But he quickly established himself as a leader on community issues after moving to Champaign-Urbana. Several activists told me that Mr. Wahlfeldt remained quiet at meetings. “If things got really critical that’s when he’d step in,” Randall Cotton, an AWARE member, said in February during a phone interview.

Aaron Ammons, a leader of C-U Citizens for Peace and Justice, suggested to me that Mr. Wahlfeldt’s style of activism relied on his personal example as much as his action. “His impact is different,” Ammons said during a phone interview in February. “He’s not the guy out there making fliers. It’s his presence.”

Ammons also recalled a time several years ago when Mr. Wahlfeldt intervened in a personal conflict between him and another activist. “He told me I must take the high road, the forgiving position,” Ammons said. “It seemed very fatherly, like I was being put back on track.”

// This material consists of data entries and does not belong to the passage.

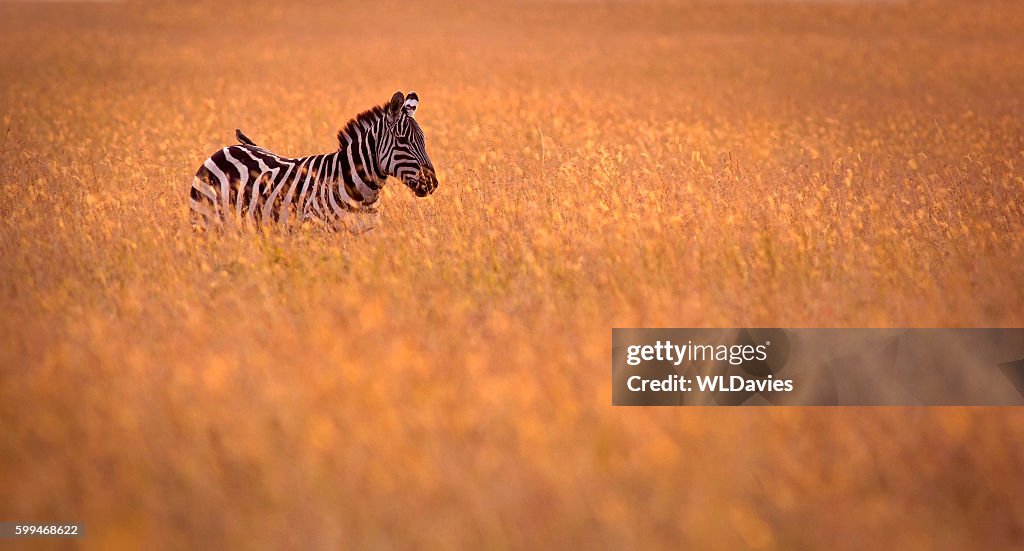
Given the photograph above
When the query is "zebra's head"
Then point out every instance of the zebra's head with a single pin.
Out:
(402, 152)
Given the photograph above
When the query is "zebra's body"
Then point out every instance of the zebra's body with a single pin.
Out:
(248, 183)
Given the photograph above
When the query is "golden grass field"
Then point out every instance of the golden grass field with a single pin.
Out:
(443, 380)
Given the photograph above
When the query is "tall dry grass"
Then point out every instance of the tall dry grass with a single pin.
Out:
(443, 380)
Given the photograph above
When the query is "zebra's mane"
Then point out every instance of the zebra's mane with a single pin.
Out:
(366, 118)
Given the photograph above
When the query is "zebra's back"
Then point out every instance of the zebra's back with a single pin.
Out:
(252, 185)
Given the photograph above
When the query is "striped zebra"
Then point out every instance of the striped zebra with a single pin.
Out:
(249, 183)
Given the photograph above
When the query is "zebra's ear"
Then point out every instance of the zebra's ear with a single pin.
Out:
(412, 100)
(396, 101)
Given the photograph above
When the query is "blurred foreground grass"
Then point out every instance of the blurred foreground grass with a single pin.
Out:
(442, 381)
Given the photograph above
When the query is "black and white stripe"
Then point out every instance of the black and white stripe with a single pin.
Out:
(251, 184)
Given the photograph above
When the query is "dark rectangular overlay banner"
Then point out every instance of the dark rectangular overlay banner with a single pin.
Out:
(817, 367)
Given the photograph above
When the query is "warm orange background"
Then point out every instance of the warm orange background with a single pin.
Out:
(443, 381)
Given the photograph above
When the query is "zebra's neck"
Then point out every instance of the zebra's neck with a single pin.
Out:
(357, 152)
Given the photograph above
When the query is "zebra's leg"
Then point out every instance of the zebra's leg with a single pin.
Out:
(202, 205)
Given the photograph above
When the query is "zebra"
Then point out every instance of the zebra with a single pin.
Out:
(249, 183)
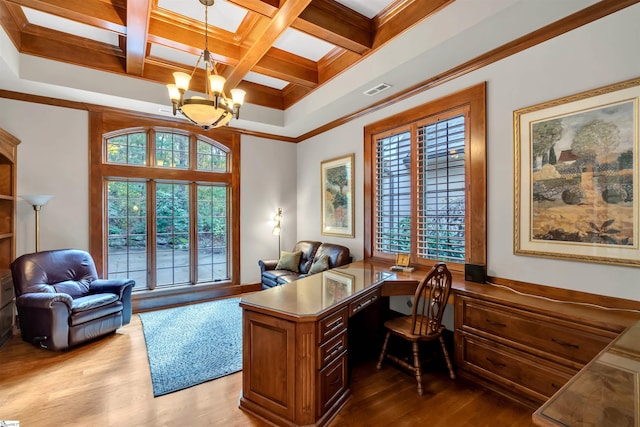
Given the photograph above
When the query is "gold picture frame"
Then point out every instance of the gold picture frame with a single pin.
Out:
(403, 260)
(576, 177)
(336, 192)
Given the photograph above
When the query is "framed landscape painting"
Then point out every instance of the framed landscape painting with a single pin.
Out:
(336, 188)
(576, 177)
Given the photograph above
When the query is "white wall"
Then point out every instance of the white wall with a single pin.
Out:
(52, 159)
(267, 182)
(594, 55)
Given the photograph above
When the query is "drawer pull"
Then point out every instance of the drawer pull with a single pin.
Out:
(565, 344)
(496, 363)
(334, 325)
(494, 323)
(336, 349)
(365, 303)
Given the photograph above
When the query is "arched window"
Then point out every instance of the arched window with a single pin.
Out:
(163, 200)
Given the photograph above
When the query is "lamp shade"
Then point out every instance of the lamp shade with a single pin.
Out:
(37, 199)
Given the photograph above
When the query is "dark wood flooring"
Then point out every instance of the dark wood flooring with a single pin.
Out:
(107, 383)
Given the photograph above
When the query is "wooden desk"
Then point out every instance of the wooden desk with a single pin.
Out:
(295, 364)
(604, 393)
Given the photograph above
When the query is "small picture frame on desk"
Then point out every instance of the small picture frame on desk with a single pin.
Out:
(402, 263)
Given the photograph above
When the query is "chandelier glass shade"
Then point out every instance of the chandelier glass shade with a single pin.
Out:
(216, 109)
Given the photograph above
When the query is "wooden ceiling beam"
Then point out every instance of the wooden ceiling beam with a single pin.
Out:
(262, 36)
(12, 20)
(288, 67)
(63, 47)
(266, 8)
(96, 13)
(138, 16)
(331, 21)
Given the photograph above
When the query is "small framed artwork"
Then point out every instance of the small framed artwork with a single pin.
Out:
(402, 260)
(576, 177)
(335, 287)
(336, 187)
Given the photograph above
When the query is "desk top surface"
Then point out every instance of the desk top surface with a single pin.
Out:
(604, 393)
(320, 293)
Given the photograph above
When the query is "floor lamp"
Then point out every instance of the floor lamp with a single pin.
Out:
(37, 201)
(276, 228)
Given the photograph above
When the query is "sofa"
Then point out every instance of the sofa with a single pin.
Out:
(307, 257)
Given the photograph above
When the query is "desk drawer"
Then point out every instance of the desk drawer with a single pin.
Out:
(328, 351)
(333, 383)
(332, 325)
(364, 301)
(559, 338)
(534, 377)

C-U Citizens for Peace and Justice presented Mr. Wahlfeldt with an award for lifetime activism during last October’s “Unity March.” Mr. Wahlfeldt walked with the crowd from the Champaign County Courthouse in Urbana to Douglass Park in Champaign. Another group marched in the opposite direction from Champaign’s Westside Park toward Douglass Park.

Ammons said the group offered to drive Mr. Wahlfeldt part of the way but he refused. “You don’t have to slow down for me,” Ammons recalled Mr. Wahlfeldt saying.

Mr. Wahlfeldt told me he never considered cutting short the march. “If one person backed down you’d be a bad example to the rest.”

Mr. Wahlfeldt died at a nursing home in Danville on March 26. Several dozen friends and activists from Champaign-Urbana drove to Danville for the funeral. The crowd laughed and cried as they recalled Mr. Wahlfeldt as a father, grandfather, coworker and fellow activist. One old friend read from Henry Wadsworth Longfellow’s poem “Hiawatha”. A trumpeter played “When the Saints Go Marching In” as the mourners filed out of the service.

At the IMC three months later, the memories of Mr. Wahlfeldt were bittersweet but joyful. AWARE member Karen Medina talked about Mr. Wahlfeldt’s influence on the assembled group. “He knew how to make lemonade out of the likes of us,” she said.

Deacon James Clayborn of C-U Citizens for Peace and Justice offered a forceful meditation on Mr. Wahlfeldt’s legacy. In the rising and falling cadence of a sermon, he challenged the activists to emulate the personal and political values that Wahlfeldt had personified. “We can say good things about Grandpa,” Clayborn said, “but can we walk the walk?”